- La mezcla de política y guerra es proverbial: se sabe quién y cuándo se inicia la guerra, pero nunca se sabe cuándo termina y bajo qué condiciones
Ricardo Pascoe - El Heraldo de México
Conforme pasan las horas, la guerra de Israel y Estados Unidos contra Irán amenaza con convertirse en una guerra prolongada, tanto como la guerra en Ucrania. Los problemas políticos se transforman en temas militares y los militares agravan los problemas políticos.

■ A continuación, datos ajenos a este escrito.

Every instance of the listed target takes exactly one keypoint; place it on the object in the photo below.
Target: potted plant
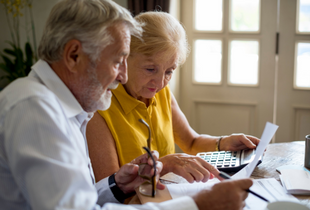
(17, 60)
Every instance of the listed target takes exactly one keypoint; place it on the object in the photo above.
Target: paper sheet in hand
(269, 131)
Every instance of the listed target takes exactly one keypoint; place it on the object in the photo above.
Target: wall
(41, 10)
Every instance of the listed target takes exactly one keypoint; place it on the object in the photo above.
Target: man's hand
(192, 168)
(236, 142)
(228, 194)
(127, 178)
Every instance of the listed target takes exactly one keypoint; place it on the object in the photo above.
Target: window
(243, 60)
(302, 66)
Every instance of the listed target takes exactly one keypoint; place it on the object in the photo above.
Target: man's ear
(72, 54)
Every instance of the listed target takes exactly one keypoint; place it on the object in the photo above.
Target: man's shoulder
(22, 89)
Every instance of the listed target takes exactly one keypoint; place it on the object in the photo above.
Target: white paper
(269, 188)
(269, 131)
(296, 181)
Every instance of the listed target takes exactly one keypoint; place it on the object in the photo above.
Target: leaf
(8, 62)
(10, 52)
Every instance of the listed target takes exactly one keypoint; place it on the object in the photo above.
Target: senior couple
(84, 51)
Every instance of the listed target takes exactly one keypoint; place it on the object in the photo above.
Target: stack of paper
(295, 179)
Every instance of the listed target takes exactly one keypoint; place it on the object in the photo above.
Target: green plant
(17, 62)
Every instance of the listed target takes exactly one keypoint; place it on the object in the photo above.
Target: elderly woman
(115, 136)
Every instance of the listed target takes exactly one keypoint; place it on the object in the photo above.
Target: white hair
(86, 21)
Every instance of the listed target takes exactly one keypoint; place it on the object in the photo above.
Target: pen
(226, 176)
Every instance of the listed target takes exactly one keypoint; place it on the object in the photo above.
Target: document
(270, 188)
(295, 179)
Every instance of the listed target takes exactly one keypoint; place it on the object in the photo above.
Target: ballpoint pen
(226, 176)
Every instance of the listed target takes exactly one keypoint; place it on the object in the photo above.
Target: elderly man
(44, 161)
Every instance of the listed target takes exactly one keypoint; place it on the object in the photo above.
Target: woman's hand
(127, 178)
(237, 142)
(192, 168)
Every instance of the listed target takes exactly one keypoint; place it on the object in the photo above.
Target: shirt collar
(127, 102)
(51, 80)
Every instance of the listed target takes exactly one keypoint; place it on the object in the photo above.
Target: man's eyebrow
(124, 53)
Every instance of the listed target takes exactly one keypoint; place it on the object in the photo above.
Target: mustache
(113, 85)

La mezcla de política y guerra es proverbial: se sabe quién y cuándo se inicia la guerra, pero nunca se sabe cuándo termina y bajo qué condiciones. Especialmente cuando el fondo del conflicto es el odio y la confrontación entre dos Estados teocráticos, como lo son Israel e Irán.
Estados Unidos se dejó arrastrar a un conflicto militar en Medio Oriente entre culturas milenarias. Pensó que era cosa de reducir a Irán a polvo para que desistiera de ser lo que es. Es una réplica del pensamiento político de los aliados que los llevó al bombardeo de la ciudad alemana de Dresden, durante la Segunda Guerra Mundial. Reducida a escombros, Dresden quebró la resistencia alemana al avance de las tropas aliadas. También las bombas atómicas estadounidenses sobre Nagasaki e Hiroshima, en Japón.